Are These The Most Underrated Science Fiction Books or Not?

Put these sci-fi books on your bucket list or you'll never know what you missed...

The Anubis Gates

We always root for the underdog, if we ever see one. But how can you cheer them on if you've never heard of 'em? That's why--voilà!--our latest list of underrated sci-fi-related things--in this case, the Most Underrated Science Fiction Books! 

Read on and prepare to either dust off your library card or gear up to go shopping...

The Rookie (by Scott Sigler)

Good gosh-a-mighty, have you ever read this thing? No?
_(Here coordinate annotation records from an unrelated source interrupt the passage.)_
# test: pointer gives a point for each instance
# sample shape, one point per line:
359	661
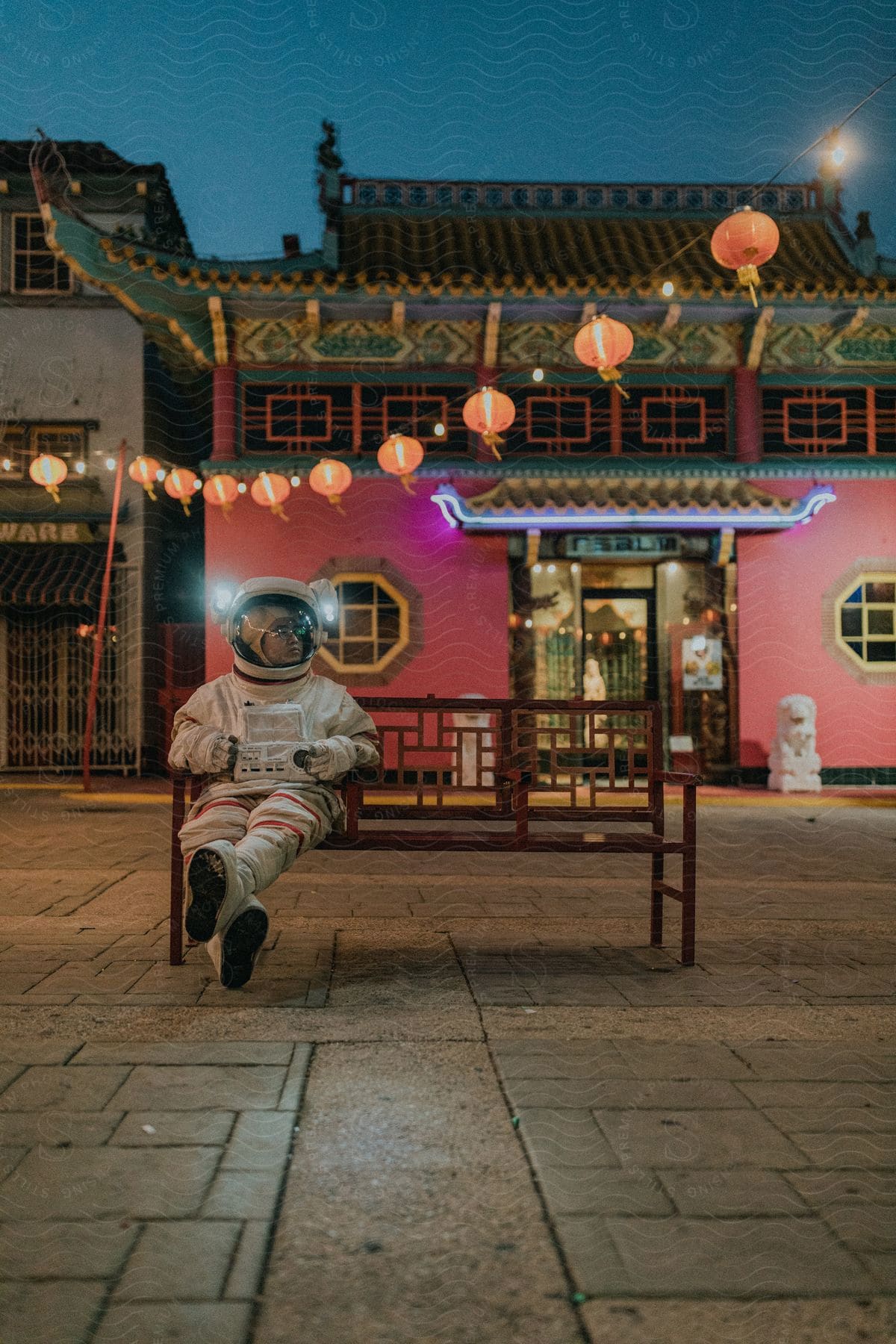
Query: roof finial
327	152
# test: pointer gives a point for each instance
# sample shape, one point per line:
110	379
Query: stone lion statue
793	761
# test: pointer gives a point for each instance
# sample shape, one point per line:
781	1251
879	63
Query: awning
625	503
53	576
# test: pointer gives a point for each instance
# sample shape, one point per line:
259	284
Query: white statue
593	685
793	761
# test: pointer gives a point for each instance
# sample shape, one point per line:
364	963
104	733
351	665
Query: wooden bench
509	776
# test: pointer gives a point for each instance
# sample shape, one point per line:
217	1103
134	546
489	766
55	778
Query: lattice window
35	269
865	616
818	420
296	417
373	624
558	418
675	420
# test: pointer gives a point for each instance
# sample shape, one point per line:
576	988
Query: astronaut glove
222	754
331	759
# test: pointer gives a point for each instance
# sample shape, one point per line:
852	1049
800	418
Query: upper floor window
20	444
829	420
35	268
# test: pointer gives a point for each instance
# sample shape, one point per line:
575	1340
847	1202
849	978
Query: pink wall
781	581
462	579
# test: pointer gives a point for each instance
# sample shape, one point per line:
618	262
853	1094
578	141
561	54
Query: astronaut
272	739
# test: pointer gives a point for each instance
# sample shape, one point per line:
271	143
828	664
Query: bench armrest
679	777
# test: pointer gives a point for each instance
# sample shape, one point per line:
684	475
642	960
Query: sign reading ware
25	532
622	544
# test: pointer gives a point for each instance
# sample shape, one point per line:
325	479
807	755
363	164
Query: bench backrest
454	756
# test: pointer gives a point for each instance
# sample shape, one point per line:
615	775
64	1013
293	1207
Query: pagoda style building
718	535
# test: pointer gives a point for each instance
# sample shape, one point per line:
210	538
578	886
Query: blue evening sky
228	94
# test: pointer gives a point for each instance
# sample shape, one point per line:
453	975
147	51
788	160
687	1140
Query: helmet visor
280	632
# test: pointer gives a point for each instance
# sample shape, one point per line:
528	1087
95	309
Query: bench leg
656	900
688	907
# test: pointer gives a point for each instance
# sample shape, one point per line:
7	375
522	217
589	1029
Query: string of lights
742	242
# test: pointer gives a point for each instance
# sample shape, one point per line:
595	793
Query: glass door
618	647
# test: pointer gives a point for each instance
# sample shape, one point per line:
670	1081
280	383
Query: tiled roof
688	502
602	255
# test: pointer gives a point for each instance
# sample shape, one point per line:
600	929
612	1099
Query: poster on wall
702	665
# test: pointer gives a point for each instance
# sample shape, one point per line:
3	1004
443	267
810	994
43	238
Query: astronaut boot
214	886
240	937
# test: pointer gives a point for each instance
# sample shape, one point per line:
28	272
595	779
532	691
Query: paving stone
184	1053
806	1120
833	1062
62	1086
848	1149
173	1128
249	1263
296	1078
582	1062
564	1139
179	1261
882	1268
109	1183
715	1257
28	1051
184	1323
662	1139
821	1189
96	1249
242	1194
821	1095
621	1093
57	1128
864	1228
57	1312
601	1189
260	1142
200	1088
829	1320
719	1194
707	1060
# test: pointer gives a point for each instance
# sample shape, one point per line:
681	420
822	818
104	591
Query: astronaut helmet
277	625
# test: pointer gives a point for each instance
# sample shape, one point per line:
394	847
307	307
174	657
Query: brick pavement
458	1101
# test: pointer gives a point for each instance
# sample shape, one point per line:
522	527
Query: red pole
101	620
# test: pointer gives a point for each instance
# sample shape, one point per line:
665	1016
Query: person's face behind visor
279	635
287	640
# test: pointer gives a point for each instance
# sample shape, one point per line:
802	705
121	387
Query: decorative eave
601	503
442	468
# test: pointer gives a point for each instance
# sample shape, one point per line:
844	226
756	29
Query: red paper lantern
222	491
603	343
401	456
181	484
489	413
331	479
144	470
50	472
269	490
743	242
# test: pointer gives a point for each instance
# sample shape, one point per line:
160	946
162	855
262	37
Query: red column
747	416
223	413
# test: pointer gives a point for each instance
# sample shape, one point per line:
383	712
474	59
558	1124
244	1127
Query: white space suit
252	820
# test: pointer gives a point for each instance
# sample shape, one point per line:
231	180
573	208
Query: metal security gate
45	663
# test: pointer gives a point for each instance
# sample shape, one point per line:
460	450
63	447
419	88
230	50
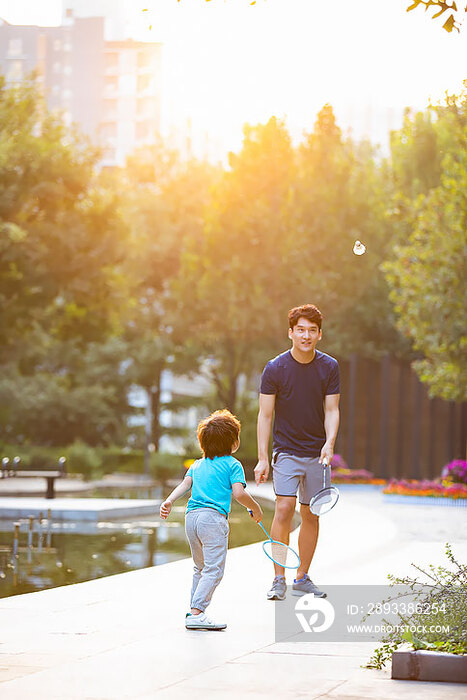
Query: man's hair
308	311
218	433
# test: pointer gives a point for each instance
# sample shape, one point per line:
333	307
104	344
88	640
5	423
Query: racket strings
324	500
281	554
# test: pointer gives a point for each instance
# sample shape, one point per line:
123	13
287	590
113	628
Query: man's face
304	335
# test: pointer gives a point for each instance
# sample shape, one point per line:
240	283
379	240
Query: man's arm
331	425
266	412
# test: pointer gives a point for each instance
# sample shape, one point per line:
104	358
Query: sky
227	62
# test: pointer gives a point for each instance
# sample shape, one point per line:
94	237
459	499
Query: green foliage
427	275
453	21
166	466
83	459
442	588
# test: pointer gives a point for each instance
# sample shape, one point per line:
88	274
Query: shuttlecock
359	248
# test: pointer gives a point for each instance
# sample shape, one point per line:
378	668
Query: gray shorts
291	473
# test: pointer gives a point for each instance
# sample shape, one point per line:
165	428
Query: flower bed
434	489
354	476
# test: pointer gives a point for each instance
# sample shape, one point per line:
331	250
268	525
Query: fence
391	427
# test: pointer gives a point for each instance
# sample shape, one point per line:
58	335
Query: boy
212	480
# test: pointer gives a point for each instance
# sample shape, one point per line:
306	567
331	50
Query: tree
61	285
163	208
235	285
453	21
427	276
342	197
61	235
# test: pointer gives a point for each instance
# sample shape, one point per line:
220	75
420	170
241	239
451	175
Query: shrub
444	591
455	471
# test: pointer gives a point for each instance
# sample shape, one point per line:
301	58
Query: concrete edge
424	665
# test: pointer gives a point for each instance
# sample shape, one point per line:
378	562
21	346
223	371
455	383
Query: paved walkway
123	636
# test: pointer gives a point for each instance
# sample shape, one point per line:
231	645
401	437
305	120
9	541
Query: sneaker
306	585
202	622
278	589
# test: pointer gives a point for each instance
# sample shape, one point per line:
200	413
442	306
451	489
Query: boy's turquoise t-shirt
212	483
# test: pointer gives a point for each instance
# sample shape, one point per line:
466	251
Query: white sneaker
202	622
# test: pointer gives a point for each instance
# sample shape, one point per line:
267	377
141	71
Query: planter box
423	665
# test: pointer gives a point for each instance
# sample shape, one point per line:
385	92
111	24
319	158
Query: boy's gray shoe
202	622
278	589
305	585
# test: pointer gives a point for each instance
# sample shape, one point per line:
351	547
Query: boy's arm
242	496
178	492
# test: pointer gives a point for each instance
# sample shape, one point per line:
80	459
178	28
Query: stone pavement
123	636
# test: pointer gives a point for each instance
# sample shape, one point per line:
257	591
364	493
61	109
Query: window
15	47
108	130
142	130
111	83
111	60
143	59
110	107
144	82
15	71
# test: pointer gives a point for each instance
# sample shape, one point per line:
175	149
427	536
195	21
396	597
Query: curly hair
218	433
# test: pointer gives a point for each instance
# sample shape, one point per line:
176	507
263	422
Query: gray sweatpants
207	531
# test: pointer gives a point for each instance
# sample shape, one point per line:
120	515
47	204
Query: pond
67	553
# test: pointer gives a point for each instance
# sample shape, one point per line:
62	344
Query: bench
49	474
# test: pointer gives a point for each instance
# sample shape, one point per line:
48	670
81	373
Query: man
300	388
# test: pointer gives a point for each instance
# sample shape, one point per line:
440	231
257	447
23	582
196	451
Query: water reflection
54	554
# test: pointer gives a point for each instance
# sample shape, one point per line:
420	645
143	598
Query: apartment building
110	89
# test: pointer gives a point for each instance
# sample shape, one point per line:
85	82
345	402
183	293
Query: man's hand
256	512
326	453
166	507
261	471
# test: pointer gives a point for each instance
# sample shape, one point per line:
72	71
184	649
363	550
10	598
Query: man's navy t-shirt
300	389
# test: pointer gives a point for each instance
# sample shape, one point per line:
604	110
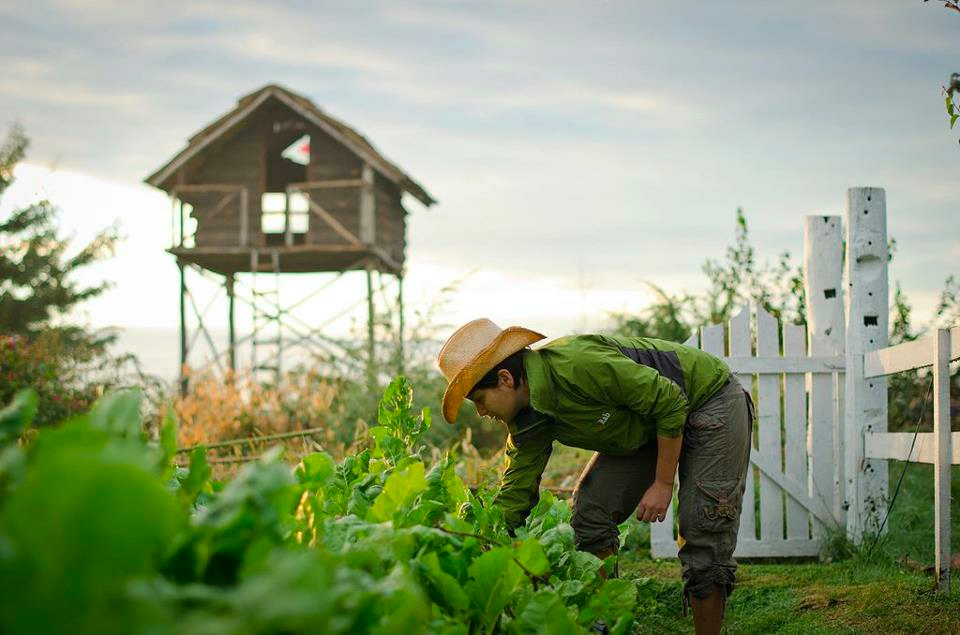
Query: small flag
298	151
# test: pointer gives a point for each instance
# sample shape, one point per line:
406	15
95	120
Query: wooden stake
942	458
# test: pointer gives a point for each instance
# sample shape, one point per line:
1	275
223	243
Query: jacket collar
538	378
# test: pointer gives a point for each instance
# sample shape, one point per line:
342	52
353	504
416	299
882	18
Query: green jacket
603	393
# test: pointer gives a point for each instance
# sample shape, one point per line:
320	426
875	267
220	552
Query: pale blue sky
581	147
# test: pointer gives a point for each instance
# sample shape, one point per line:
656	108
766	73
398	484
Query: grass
865	593
840	597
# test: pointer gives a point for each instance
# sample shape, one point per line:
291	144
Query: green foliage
35	268
733	282
64	364
378	542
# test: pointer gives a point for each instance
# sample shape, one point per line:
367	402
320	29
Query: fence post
865	486
823	286
942	457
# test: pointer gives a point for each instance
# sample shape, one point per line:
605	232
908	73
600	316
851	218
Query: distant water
157	349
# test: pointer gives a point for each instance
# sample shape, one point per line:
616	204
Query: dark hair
513	364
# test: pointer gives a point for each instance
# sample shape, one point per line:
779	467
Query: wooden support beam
208	188
371	343
368	218
826	328
244	217
770	365
942	441
231	332
184	381
908	356
865	481
328	184
895	446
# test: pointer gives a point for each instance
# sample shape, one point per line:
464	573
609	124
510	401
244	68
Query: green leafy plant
378	541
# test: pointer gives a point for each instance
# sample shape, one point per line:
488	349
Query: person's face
502	402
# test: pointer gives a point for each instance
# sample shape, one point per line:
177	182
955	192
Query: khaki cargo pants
713	469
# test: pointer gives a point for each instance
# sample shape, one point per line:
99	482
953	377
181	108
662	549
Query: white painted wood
768	429
823	285
896	446
766	365
865	480
740	345
712	339
907	356
941	458
792	489
795	430
368	228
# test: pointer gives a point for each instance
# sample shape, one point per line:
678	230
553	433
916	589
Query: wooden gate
792	485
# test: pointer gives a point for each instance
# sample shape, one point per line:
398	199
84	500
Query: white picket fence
821	434
794	455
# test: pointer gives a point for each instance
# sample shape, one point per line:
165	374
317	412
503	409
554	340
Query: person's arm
653	506
527	456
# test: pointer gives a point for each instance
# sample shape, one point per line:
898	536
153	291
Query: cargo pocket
718	504
705	435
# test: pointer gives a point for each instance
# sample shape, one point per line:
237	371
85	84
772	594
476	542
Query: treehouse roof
251	103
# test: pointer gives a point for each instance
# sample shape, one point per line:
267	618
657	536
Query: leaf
544	613
15	418
443	588
196	478
493	577
532	557
401	486
314	469
118	413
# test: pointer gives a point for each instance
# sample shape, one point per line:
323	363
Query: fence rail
940	447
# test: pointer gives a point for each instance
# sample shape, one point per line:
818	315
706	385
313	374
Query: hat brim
508	341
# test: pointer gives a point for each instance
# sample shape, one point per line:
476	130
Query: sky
578	151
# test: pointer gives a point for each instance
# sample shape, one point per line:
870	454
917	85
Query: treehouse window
274	207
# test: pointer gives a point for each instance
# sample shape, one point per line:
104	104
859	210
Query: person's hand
653	505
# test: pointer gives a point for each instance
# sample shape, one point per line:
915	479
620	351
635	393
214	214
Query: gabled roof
247	105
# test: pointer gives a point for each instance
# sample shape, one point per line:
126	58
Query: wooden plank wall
235	160
391	219
331	160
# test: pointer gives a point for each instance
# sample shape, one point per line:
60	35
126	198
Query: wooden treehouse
278	185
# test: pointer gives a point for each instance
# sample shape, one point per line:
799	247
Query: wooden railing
940	447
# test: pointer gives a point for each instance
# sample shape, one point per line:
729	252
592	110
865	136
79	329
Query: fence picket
794	424
739	334
823	286
768	429
712	337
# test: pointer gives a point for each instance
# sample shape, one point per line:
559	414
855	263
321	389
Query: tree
734	282
36	283
65	364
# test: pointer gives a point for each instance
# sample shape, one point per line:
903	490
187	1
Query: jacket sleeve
526	457
611	377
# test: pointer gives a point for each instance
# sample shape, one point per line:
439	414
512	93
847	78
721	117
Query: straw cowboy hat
474	350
That figures...but you should!

Didn't you know, 700 years from now we will STILL be playing football, and having tailgate parties with the cheapest beer you can find at Sam's Club?

Well...if you are into Scott Sigler's space operas and/or stories of the gangster underworld (and I can see right through you and know that you are), then come and play with the freaks, monsters, and men who are part of the future's pro football league. Receivers that can jump 25 feet? Sure, that's normal in the future. What about a linebacker that eats people? Hmm, don't they all? Okay, how does this grab you? The gangsters are running the games and they play for keeps, killing off any rivals who want to thing of this as some sort of, I don't know, "game." 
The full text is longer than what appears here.